Moore's Law and printers
Unlike a conventional printer head, the Memjet printer heads span the width of the page, each measuring 22-mm across by 0.72 mm. Taiwan Semiconductor Manufacturing Co. (TSMC), the foundry responsible for many of today's PC graphics and communication chips, will manufacture the heads, while IBM is fabricating the driver chip, Beswick said. The printer chips themselves are made up of tiny micromachined nozzles, each capable of squirting a picoliter-sized drop of ink at 20,000 times per second, or 20 KHz.
The ink used is dye-based, although a pigment-based ink is being developed in conjunction for the A4 printer launch next year, McGlynn said. Ink clogging , always the problem with inkjets, is minimized by the design of the chip; McGlynn said the ink tends to retreat inside the print nozzle, minimizing clogging.
"It's the Achilles heel of all inkjet printers," McGlynn said. "If you don't get that right, you're done for."
Conventional inkjet heads are sometime sprayed with a solvent, or the ink itself is used to loosen the clog. Memjet executives would not disclose exactly how their printer technology unclogs the head, although the process takes only about two seconds, Beswick said. Exactly how often the head will need to be cleaned is still being tested, she said.
In semiconductors, the key to improving the technology is the continual die shrinks that allow microprocessors and other components to offer faster speeds or else lower power. The Memjet technology depends on something else: the rate at which the ink can be squirted through the micronozzles.
And Memjet executives said they're already thinking about the future. "This is not a one-trick pony," McGlynn said.
The Memjet heads cycle at 20 KHz, enough to produce the 60 pages per minute on the A4 printer. "But that's not that fast," McGlynn said.
Other inkjets cycle at 24 KHz. Memjet's plan is to develop a 120-KHz cycle head in two to three years, increasing the print speed sixfold to180 pager per minute at photo quality, 360 pages per minute at normal color quality, and 720 pages per minute in draft mode.
Another thing the company could do is add more rows of nozzles. Already, the company uses 10: two each for the CMYK (Cyan, Magenta, Yellow, Black) inks, plus an additional back-ink nozzle.

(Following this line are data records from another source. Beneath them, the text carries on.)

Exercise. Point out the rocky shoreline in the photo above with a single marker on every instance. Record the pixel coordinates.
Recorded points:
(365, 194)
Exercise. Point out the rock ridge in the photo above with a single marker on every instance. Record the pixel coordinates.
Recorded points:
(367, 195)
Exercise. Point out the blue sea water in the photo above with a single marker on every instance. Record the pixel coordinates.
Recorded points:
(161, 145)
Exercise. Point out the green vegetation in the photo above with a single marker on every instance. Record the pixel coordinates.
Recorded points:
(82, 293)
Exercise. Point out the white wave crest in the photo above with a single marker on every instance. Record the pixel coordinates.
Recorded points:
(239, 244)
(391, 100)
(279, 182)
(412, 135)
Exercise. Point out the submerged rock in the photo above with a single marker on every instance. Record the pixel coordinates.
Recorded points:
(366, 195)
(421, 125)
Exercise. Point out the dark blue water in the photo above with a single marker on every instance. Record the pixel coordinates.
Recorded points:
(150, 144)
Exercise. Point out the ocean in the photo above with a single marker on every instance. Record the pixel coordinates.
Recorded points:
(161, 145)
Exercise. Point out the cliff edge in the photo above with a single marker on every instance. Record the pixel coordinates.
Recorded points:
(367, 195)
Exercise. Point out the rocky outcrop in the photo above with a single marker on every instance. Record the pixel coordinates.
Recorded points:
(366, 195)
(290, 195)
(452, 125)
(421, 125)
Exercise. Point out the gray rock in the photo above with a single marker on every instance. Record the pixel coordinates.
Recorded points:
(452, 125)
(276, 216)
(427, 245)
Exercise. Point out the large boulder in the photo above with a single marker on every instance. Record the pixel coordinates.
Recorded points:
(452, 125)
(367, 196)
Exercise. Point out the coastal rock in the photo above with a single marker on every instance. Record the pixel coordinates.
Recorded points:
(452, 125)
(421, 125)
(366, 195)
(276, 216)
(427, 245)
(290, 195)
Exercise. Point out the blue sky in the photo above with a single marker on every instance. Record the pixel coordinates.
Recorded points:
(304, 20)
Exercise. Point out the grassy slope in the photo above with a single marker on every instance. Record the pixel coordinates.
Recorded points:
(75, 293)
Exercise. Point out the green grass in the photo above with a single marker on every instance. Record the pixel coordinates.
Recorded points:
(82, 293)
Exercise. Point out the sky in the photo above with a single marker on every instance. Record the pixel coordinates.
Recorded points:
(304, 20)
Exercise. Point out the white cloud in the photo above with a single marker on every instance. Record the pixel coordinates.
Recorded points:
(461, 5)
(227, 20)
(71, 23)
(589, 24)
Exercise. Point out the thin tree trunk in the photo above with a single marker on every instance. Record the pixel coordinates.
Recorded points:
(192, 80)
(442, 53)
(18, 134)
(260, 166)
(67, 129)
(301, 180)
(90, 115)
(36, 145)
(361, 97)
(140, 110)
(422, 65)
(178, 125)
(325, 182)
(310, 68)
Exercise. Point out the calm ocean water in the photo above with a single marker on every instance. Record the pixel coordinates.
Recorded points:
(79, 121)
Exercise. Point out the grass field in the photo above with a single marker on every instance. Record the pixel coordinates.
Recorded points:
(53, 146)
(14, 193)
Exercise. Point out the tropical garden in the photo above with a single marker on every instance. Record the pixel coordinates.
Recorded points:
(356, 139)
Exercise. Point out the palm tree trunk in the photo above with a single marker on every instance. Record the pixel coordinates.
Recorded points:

There's no reason why a customer couldn't "stack" the nozzles in four or five series of rows, placing more rows of inks on the paper and speeding up the process even further. One of Memjet's customers are talking about placing heads on the front and back, doubling the Memjet effective output by printing in duplex mode, Beswick said. Another is considering a black-and white office printer, she added.
And then there's the medium: yet another Memjet project is to allow the printers to connect digitally to a network, and print on newsprint and on the stock paper magazines use. The 64,000-page-per-minute commercial printer is also a planned project.
"By the time the current inkjet vendors figure out their design to work against us, we'll be six times faster and a lot more flexible," McGlynn said.